“Yaratıcı her zaman devrimci olan neyse onun yanında yer almalı, ama hiçbir zaman devrimciler gibi olmamalıdır. Devrimcilerle aynı dili konuşamaz ya da aynı siyasi çevre için çalışamaz.”
Adonis
Üç tektanrılı dinin bir arada yaşadığı Kudüs’ü, kadim tarihiyle güzel bir şehir olması gerekirken günümüzde dünyanın en insanlık dışı, gaddar şehirlerinden biri diye niteleyen Adonis bir tür meydan okuma eylemi olarak şiiri bırakma kararı aldığını fakat tektanrılı tanrıçaların şiirden emekli olmasına izin vermediğini söylüyor.
Sufizmi gerçeküstücülükten ve varoluşçuluktan daha derinlikli bulan Adonis, Sufizmin devrimci bir düşünceyle ilişkili olduğunu vurguluyor: “Başkası bendir, ben başkasıdır. Kendime doğru bir yolculuğa çıkarsam başkasından geçmek zorundayım.”
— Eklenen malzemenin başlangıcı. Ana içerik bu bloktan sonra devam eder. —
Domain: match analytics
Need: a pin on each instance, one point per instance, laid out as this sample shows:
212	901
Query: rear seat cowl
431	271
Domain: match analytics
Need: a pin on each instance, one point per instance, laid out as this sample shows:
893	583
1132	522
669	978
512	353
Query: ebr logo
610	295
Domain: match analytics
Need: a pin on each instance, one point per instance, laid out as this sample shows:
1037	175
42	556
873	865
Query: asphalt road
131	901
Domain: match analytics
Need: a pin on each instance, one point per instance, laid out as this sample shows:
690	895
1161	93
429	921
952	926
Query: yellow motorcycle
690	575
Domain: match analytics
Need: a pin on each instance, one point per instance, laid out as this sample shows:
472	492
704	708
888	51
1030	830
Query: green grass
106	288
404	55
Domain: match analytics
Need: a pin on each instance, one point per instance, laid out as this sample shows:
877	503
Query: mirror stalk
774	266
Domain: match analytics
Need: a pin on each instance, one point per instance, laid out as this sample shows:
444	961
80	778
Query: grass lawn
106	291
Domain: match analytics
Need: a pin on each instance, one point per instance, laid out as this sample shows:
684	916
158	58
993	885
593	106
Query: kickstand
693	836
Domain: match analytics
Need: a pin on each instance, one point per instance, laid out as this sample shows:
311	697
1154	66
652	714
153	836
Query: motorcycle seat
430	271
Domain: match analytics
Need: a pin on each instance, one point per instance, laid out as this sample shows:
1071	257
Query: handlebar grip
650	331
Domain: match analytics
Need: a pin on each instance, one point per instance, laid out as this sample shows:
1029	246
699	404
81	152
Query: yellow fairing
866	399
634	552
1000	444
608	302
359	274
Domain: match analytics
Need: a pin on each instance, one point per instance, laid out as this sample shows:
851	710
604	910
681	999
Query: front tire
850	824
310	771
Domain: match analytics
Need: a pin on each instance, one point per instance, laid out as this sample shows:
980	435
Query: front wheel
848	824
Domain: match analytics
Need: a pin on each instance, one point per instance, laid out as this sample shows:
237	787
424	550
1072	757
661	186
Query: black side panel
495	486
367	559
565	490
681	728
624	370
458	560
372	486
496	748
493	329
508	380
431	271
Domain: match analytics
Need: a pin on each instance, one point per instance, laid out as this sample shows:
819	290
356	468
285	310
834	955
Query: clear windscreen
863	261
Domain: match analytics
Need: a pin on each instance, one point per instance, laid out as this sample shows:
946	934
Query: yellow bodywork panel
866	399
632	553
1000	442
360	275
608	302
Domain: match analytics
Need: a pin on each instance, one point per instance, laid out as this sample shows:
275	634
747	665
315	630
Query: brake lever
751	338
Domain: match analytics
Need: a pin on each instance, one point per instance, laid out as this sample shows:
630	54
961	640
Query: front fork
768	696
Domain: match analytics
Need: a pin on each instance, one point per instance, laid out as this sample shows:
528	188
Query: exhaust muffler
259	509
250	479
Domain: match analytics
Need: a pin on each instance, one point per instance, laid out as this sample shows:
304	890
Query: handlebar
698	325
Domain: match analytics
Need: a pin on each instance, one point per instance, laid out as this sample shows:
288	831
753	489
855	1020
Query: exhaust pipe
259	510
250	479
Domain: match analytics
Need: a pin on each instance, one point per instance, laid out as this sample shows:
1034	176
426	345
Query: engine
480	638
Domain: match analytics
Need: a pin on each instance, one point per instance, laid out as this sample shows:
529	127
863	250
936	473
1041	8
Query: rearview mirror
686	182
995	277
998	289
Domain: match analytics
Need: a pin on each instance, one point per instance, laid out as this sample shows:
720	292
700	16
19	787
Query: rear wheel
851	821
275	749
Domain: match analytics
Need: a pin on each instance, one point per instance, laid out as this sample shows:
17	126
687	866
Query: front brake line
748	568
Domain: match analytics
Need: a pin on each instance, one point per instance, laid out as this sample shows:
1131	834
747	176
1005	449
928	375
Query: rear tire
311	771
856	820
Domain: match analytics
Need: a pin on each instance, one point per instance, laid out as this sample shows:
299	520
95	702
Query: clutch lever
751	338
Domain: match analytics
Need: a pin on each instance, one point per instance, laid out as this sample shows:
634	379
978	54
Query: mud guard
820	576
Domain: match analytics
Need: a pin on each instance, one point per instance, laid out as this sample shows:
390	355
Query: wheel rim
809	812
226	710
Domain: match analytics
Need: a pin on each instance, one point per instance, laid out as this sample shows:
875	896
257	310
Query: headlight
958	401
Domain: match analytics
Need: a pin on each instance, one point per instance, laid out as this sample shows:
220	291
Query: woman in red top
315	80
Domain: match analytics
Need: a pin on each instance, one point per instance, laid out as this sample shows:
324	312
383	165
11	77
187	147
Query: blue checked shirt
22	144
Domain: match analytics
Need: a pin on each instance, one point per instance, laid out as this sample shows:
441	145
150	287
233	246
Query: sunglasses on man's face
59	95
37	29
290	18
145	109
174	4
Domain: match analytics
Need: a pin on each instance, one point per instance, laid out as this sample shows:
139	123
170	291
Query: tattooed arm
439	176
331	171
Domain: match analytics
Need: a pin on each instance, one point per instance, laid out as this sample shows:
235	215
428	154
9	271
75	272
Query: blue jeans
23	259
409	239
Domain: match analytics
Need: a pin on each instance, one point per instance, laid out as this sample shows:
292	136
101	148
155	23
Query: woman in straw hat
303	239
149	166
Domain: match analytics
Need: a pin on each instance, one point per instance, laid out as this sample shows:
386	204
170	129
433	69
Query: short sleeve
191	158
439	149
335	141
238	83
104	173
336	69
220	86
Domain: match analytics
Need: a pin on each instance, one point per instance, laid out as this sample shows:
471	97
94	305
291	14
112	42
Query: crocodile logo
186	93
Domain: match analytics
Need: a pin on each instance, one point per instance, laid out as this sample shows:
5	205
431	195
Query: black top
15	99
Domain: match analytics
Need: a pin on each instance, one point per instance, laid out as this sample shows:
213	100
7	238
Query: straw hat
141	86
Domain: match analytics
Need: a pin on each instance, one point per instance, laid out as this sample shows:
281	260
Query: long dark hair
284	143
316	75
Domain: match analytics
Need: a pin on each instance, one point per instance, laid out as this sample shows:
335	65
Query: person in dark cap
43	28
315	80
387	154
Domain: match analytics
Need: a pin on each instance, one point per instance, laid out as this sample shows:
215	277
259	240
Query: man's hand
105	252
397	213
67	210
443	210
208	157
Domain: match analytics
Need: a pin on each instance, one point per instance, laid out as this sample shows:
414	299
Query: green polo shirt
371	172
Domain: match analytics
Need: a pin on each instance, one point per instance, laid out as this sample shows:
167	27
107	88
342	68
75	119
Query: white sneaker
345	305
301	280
Arap dünyasının yaşayan en önemli şairi Adonis’ten başkası olabilmeyi sesleyen, kadim şehrin müziği: Kudüs Konçertosu.
Hayatın içinde hayat yok, ey Meryem,
hayat ancak suretin içinde,
kim selam verecek yarın sana,
sarılıp kardeş olduğun bu karanlıklar içinde?
göğüs kafesinden çıkan söz faresi,
iki duvarı arasında: ağlamanın ve ağlayanın,
gelir ve gider tarihin treni.
Niçin yalan söylüyorsunuz ey yıldızlar, niçin?